A new survey found the CEO pay ratio that companies in the United States are expected to report this year will be 140:1, and 149:1 in the Midwest.
Equilar, an executive compensation and corporate governance data firm, asked companies of all sizes what they expect to disclose under new federal CEO pay ratio reporting rules.
The rule was stipulated in the 2010 Dodd Frank Act, was finalized by the Securities and Exchange Commission in 2015 and is to be implemented this year.
The reporting will not only give a new measure of CEO compensation but also a new view of the median employee’s pay. Workers will now know where their pay stands among peers in their industries as well as their CEOs.
The CEO pay ratio and the compensation of the median employee will be disclosed in public companies’ annual proxy statements, which also disclose the pay of the company CEO.
However, the number of exclusions, exceptions and different methodologies that companies can take in determining the median employee pay and some exceptions on components of compensation could make direct company comparisons difficult.
“It does really result in a limited ability to do an apples-to-apples comparison,” said Amy Seidel, a partner with the Minneapolis law firm Faegre Baker Daniels, which advises companies on SEC reporting requirements and executive compensation issues.
Two of the biggest exclusions will be in the way companies can account for new employees within the last year due to an acquisition and the ability to exclude a limited number of foreign employees. There are a number of other choices companies can make in determining the median employee pay as well.
Before the reporting rules changed, Equilar conducted a survey of public companies asking them for the CEO pay ratio they expect to report this year.
The median CEO pay ratio was 140:1, the number in a series where half the numbers are larger and half smaller, Equilar said the average pay ratio was 241:1 among the 356 survey responses. Not surprisingly, the largest companies with the most revenue and greatest number of employees tended to report higher CEO pay ratios.
Equilar also calculated ratios for different groups.
When compared by size, companies with revenue over $15 billion had a median CEO pay ratio of 263:1, while the companies with less than $1 billion in revenue had a median CEO pay ratio of 47:1. Similarly, companies with the largest numbers of employees had the highest median CEO pay ratio of 318:1.
By geography, companies in the Midwest — Minnesota, Illinois, Indiana, Iowa, Kansas, Michigan, Montana, Nebraska, North Dakota, South Dakota, Ohio, Oklahoma, Wisconsin, West Virginia and Wyoming — had the second highest ratio between CEO and median employee pay at 149:1. The Southwest had the highest at 153:1, and the Pacific region, home of Silicon Valley, the lowest at 113:1.

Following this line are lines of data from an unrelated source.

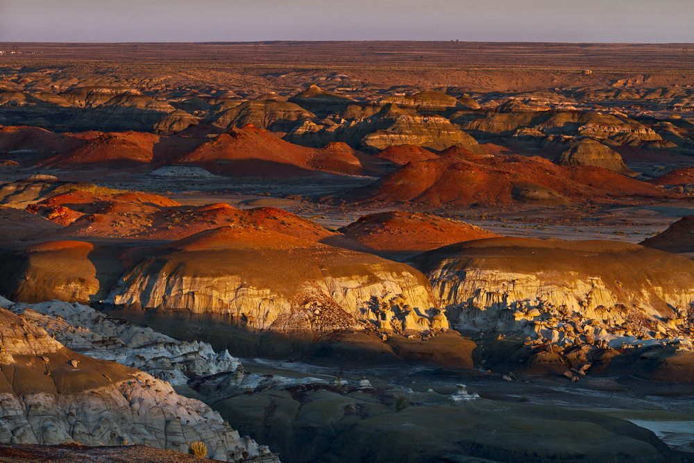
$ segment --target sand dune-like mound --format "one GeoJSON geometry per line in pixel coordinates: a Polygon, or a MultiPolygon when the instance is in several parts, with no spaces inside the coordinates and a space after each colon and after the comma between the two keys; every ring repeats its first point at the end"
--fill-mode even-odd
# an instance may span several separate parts
{"type": "Polygon", "coordinates": [[[600,167],[557,166],[518,155],[468,161],[411,162],[345,196],[360,201],[411,201],[433,206],[609,203],[667,196],[662,190],[600,167]]]}
{"type": "Polygon", "coordinates": [[[676,169],[648,180],[653,185],[687,185],[694,183],[694,167],[676,169]]]}
{"type": "Polygon", "coordinates": [[[20,165],[33,164],[37,159],[73,149],[84,142],[69,135],[38,127],[0,127],[0,155],[20,165]]]}
{"type": "MultiPolygon", "coordinates": [[[[255,454],[262,450],[168,382],[67,349],[42,328],[4,308],[0,323],[0,442],[129,443],[186,452],[194,436],[206,443],[207,456],[225,460],[228,454],[240,457],[239,448],[255,454]]],[[[268,461],[278,461],[266,453],[268,461]]]]}
{"type": "MultiPolygon", "coordinates": [[[[470,148],[470,146],[468,146],[470,148]]],[[[461,161],[474,161],[475,160],[484,159],[484,158],[492,158],[492,155],[480,149],[475,149],[472,151],[462,145],[455,144],[443,151],[437,153],[438,156],[442,159],[450,159],[461,161]]]]}
{"type": "Polygon", "coordinates": [[[403,144],[434,150],[458,144],[471,151],[480,150],[474,138],[445,117],[422,115],[393,103],[385,105],[378,113],[365,119],[361,127],[355,126],[354,131],[364,133],[359,145],[367,152],[375,153],[392,145],[403,144]]]}
{"type": "Polygon", "coordinates": [[[0,203],[19,207],[71,190],[96,190],[93,183],[65,182],[53,176],[35,175],[2,185],[0,203]]]}
{"type": "Polygon", "coordinates": [[[348,238],[385,252],[423,252],[446,244],[498,236],[435,215],[398,211],[365,215],[339,231],[348,238]]]}
{"type": "Polygon", "coordinates": [[[452,326],[516,332],[538,348],[514,360],[528,372],[578,368],[577,353],[590,363],[586,353],[596,348],[660,348],[675,339],[691,347],[694,262],[677,255],[609,241],[493,238],[413,262],[452,326]]]}
{"type": "Polygon", "coordinates": [[[0,241],[27,239],[42,232],[61,228],[58,221],[46,220],[21,209],[0,205],[0,241]]]}
{"type": "Polygon", "coordinates": [[[665,231],[646,238],[639,244],[668,253],[694,251],[694,216],[682,217],[665,231]]]}
{"type": "Polygon", "coordinates": [[[390,161],[398,167],[404,166],[407,162],[425,161],[437,157],[431,151],[413,144],[391,145],[374,155],[390,161]]]}
{"type": "Polygon", "coordinates": [[[412,267],[262,229],[223,227],[171,243],[125,275],[110,298],[162,317],[213,317],[232,354],[246,348],[232,328],[305,339],[445,324],[428,282],[412,267]]]}
{"type": "Polygon", "coordinates": [[[175,162],[230,176],[286,176],[306,174],[314,153],[312,149],[283,142],[247,125],[203,143],[175,162]]]}
{"type": "Polygon", "coordinates": [[[99,106],[120,95],[142,95],[139,91],[128,87],[87,86],[71,88],[60,95],[71,104],[79,108],[99,106]]]}
{"type": "Polygon", "coordinates": [[[150,133],[90,132],[81,134],[86,143],[42,161],[53,167],[98,166],[124,168],[152,162],[158,135],[150,133]]]}
{"type": "Polygon", "coordinates": [[[202,119],[182,110],[169,112],[154,124],[154,133],[160,135],[170,135],[200,124],[202,119]]]}
{"type": "Polygon", "coordinates": [[[99,289],[89,255],[94,246],[74,241],[33,244],[6,251],[0,261],[0,294],[13,301],[90,301],[99,289]]]}
{"type": "Polygon", "coordinates": [[[418,112],[448,112],[468,109],[466,105],[455,96],[435,90],[425,90],[414,95],[386,96],[378,101],[379,104],[395,103],[400,108],[414,109],[418,112]]]}
{"type": "Polygon", "coordinates": [[[356,103],[351,98],[321,90],[318,85],[311,85],[303,92],[289,98],[289,102],[299,105],[350,105],[356,103]]]}
{"type": "Polygon", "coordinates": [[[332,142],[311,158],[308,165],[316,170],[347,175],[382,174],[379,160],[353,149],[346,143],[332,142]]]}
{"type": "Polygon", "coordinates": [[[223,110],[205,121],[225,129],[251,124],[273,132],[288,132],[298,121],[315,118],[312,112],[294,103],[254,100],[223,110]]]}
{"type": "Polygon", "coordinates": [[[560,166],[597,166],[629,177],[638,175],[624,165],[619,153],[591,138],[584,138],[557,154],[555,163],[560,166]]]}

The median employee compensation at the 356 companies was $60,000, with employees at the smaller companies having higher median compensation. Companies with fewer than 2,310 employees expect to report a median employee compensation of $85,580, and companies with more than 43,000 employees only expect to report a median employee compensation of $46,000.
An Equilar spokesman noted that as the size of a company grows, there are more entry-, lower- and mid-level positions. The likelihood of more part-time employees at larger companies would also result in a lower compensation for the median employee.